В трубке было слышно, как рядом с Тимом разговаривают люди, и он понизил голос:
– Послушай, я знаю, что ты на этом зациклился. Понимаю – тебе кажется, будто у тебя изо рта выхватывают лакомый кусок славы – и так каждый раз, когда тебе удается добиться успеха. Но знаешь, Нат, в жизни встречается дерьмо, и это истина. То есть это не в твой адрес…
Верно, подумал я. Это ты о себе, Тим.
– Я имею в виду, как справиться с ситуацией – с политикой и всем прочим – как можно более успешно. – Он помолчал. – А сексом они занимались?
– Кто?
– Да эта девчонка, Глэдис или как ее там, и Дуглас Бьюкенен.
– Она утверждала, что нет.
– Ты ей веришь?
– Да. Судя по всему, она на самом деле была очень в него влюблена.
– Куда там! – Голос его истекал сарказмом. – Любовь с коэффициентом умственного развития, равным семидесяти. Возьми образцы тканей и отправь в лабораторию. Завтра ведь возвращаешься в Атланту?
Мне пришлось отвечать на вопрос, который даже не был вопросом.
– Да, – коротко произнес я.
Лицо мое горело, пот стекал со лба и катился по щеке. Здорово он меня отделал. Я остановился возле департамента здравоохранения, как раз возле знака «Стоянка запрещена». Тут же к машине неторопливо направился охранник. Я показал на приклеенное к ветровому стеклу разрешение, и он прошел мимо.
Сменив тему, я поинтересовался, что новенького произошло в Балтиморе.
– Больше пока никто не заболел. Но и прошло-то всего тридцать шесть часов. – Тим неожиданно закруглился: – Ладно, мне пора. Пресс-конференция на носу. Последний вопрос: ты там еще не довел всех до ручки?
– Нет, Тим.
– А кого-нибудь довел?
– Думаю, пока никого.
– То есть меня не интересует, думаешь ли ты, что уже довел кого-то. Меня интересует, что должен по этому поводу думать я.
Вот сволочь!
– Ну так считай, что все в порядке.
– Это хорошо. Во всяком случае, утешает, что у тебя не слишком много времени. Завтра ты должен быть в Атланте.
Я хотел поблагодарить его за то, что он напомнил мне о времени возвращения в Атланту, о котором я чуть не забыл.
– Хорошо, мне пора. Постарайся удержать аборигенов от восстания.
– Тим, – сказал я, – есть еще кое-что.
Но на линии уже наступила тишина.
– Ты дерьмо, Тим, задница. Ты это знаешь?

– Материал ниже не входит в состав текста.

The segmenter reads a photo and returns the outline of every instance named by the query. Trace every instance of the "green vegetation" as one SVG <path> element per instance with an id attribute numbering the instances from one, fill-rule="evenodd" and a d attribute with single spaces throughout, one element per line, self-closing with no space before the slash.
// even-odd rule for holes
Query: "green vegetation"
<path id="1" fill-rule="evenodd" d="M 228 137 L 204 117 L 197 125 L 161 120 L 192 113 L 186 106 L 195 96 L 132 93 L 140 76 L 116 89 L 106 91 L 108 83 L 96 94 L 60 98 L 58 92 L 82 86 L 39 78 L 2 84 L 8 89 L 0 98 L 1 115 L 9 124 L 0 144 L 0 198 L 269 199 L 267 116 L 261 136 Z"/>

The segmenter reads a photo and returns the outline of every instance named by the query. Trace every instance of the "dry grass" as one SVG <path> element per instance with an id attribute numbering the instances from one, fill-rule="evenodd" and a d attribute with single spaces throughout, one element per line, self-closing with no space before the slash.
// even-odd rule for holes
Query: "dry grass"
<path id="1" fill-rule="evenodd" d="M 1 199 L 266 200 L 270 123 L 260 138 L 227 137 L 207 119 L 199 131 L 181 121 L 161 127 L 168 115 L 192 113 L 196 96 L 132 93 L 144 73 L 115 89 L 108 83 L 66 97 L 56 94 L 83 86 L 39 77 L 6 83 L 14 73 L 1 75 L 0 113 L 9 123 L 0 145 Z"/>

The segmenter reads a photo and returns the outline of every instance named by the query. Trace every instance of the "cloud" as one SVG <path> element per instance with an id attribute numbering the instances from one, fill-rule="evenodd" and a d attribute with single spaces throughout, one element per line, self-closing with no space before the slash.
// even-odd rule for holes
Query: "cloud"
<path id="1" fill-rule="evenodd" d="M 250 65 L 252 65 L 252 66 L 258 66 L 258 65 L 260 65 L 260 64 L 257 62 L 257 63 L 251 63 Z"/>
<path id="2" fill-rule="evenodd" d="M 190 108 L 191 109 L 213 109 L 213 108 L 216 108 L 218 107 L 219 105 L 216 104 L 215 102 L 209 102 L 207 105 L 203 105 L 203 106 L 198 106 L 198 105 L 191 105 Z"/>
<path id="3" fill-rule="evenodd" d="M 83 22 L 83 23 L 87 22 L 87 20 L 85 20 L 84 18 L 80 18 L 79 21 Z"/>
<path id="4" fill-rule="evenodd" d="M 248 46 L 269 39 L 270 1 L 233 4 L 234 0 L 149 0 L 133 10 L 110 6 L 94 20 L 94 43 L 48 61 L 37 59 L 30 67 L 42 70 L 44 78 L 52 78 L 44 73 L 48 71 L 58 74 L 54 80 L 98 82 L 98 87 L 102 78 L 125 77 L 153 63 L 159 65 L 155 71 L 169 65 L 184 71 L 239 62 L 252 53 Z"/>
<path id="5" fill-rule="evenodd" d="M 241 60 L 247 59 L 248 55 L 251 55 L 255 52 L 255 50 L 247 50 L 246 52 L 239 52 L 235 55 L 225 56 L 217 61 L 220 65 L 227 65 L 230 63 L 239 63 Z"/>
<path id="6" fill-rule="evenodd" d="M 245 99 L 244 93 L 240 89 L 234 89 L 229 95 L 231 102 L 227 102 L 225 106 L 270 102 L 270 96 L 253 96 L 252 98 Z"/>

Через две минуты позвонила Брук.
– Ты где? – не церемонясь, поинтересовалась она.
– В департаменте здравоохранения. Мне надо…
– Тебе надо срочно приехать сюда. Я сейчас в медэкспертизе.
– Я как раз собирался насчет этого позвонить.
Узнав, как найти медэкспертизу, я спросил:
– А что ты, собственно говоря, там делаешь? Брук, это же совсем не входит…
– Я уже говорила тебе, что работы у меня сейчас немного. Тебе необходимо срочно явиться сюда.
– Что-то произошло?
– Приезжай, – коротко ответила она и отключилась.
47
Пока я ставил машину возле муниципального здания, в котором помещалось отделение судебно-медицинской экспертизы, пробирался через проходную и путался в коридорах и переходах, ведущих в подвал, время шло. Оказывается, что уже больше трех часов. Можно было предположить, что к этому времени патологоанатомы почти закончат вскрытие.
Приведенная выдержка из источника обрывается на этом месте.